Non ci sono solo i 400 mila clienti di Eurovita a seguire con apprensione i lavori per la definizione del piano di salvataggio della compagnia finita in amministrazione straordinaria. Se da una parte ci sono i risparmiatori, con quelli rappresentati dal Codacons che starebbero valutando gli estremi di una class action, dall’altra ci sono anche i dipendenti della compagnia assicurativa vita preoccupati di sapere in quali delle cinque compagnie che hanno promesso di partecipare al piano saranno trasferiti. Si tratta di circa 230 persone (scese rispetto ai 240 di inizio crisi per 10 uscite volontarie) che aspettano di sapere dove saranno trasferite e la questione non è di poco conto considerato che, mentre tre delle cinque assicurazioni (Intesa Sanpaolo Vita, Allianz e Generali) hanno sede a Milano proprio come Eurovita, le altre due, Poste Vita e Unipol, hanno invece sede rispettivamente a Roma e a Bologna.
Nuovo tavolo di trattative tra i soggetti coinvolti nel salvataggio di Eurovita
Nel frattempo ieri i soggetti interessati al piano di salvataggio di sistema, ovvero le 5 compagnie e le banche coinvolte nella distribuzione delle polizze Eurovita (Fineco Bank, Fideuram, Credem, Sparkasse e Banca popolare di Puglia e Basilicata), si sono nuovamente riuniti per discutere dei tanti nodi ancora da sciogliere. A far ben sperare per una risoluzione accelerata del caso, MF-Milano Finanza ha dato notizia a inizio settimana della nomina di super consulenti da parte delle banche collocatrici e del commissario Santoliquido con l’obiettivo di accelerare la definizione di un piano entro fine giugno, quando scadrà la proroga dei riscatti delle polizze decisa da Ivass per evitare la corsa ai rimborsi prima del tempo. Manca però ancora un rappresentante delle compagnie che possa sedere al tavolo delle trattative con una voce unica. Ma intanto la discussione procede. Ieri, racconta chi ha partecipato all’incontro, si sono fatti passi avanti anche se ancora non risolutivi e l’impegno resta quello di rivedersi presto. Con aspetti tecnici da definire che sono però tutt’altro che secondari.

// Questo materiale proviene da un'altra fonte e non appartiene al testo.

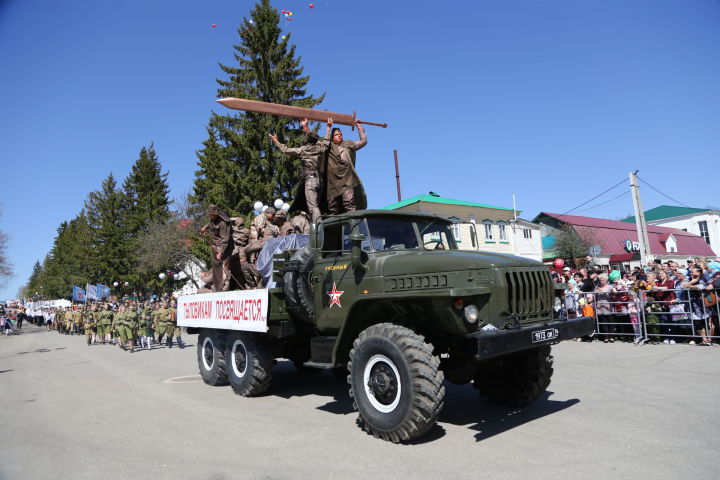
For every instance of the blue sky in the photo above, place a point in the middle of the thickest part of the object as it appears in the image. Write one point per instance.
(553, 100)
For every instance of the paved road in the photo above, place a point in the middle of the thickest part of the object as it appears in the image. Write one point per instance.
(68, 411)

Primo su tutti come cedere alle cinque compagnie altrettanti rami d’azienda di Eurovita nel caso venisse scelta questa strada. La definizione di ramo d’azienda, che consente ex lege il passaggio dei rapporti di lavoro da cedere, prevede infatti l’esistenza di un’unità organizzativa autonoma già prima della cessione del ramo. Nel caso di Eurovita, non solo il ramo d’azienda non esiste, ma ne andrebbero creati addirittura cinque che difficilmente potranno essere considerati autonomi. Il rischio di contenziosi potrebbe di conseguenza essere elevato nel caso in cui i lavoratori non accettino la destinazione. Questione che potrebbe essere risolta con accordi con i dipendenti ma i tempi rischiano di allungarsi.
L’alternativa potrebbe essere invece quella del passaggio alle cinque compagnie chiamate in campo dei soli portafogli Vita, senza quindi la cessione del ramo. Un’opzione, quest’ultima, che avrebbe il vantaggio di rispettare in pieno la normativa ma anche di invogliare i dipendenti ad aderire alle proposte di ricollocazione nelle compagnie subentranti, visto che l’alternativa sarebbe il licenziamento, a questo punto pienamente legittimo, con Eurovita che, attivando una sola procedura, potrebbe considerare tutti i dipendenti come esuberi.
Il settore assicurativo vita sta già soffrendo a prescindere da Eurovita
Insieme a questi rischi per i dipendenti si rafforzano quelli per i clienti e per il sistema. Infatti, il rischio principale di una mancata soluzione della crisi nei tempi, oltre ai possibili riscatti anticipati una volta che il congelamento delle polizze arriverà a scadenza o di cause intentate da risparmiatori (e dipendenti), è l’esplosione di una crisi di fiducia che aggraverebbe lo scenario del settore vita, in questi mesi già messo a dura prova dalla concorrenza di Btp e conti deposito tornati improvvisamente più appetibili con il rialzo dei tassi d’interesse.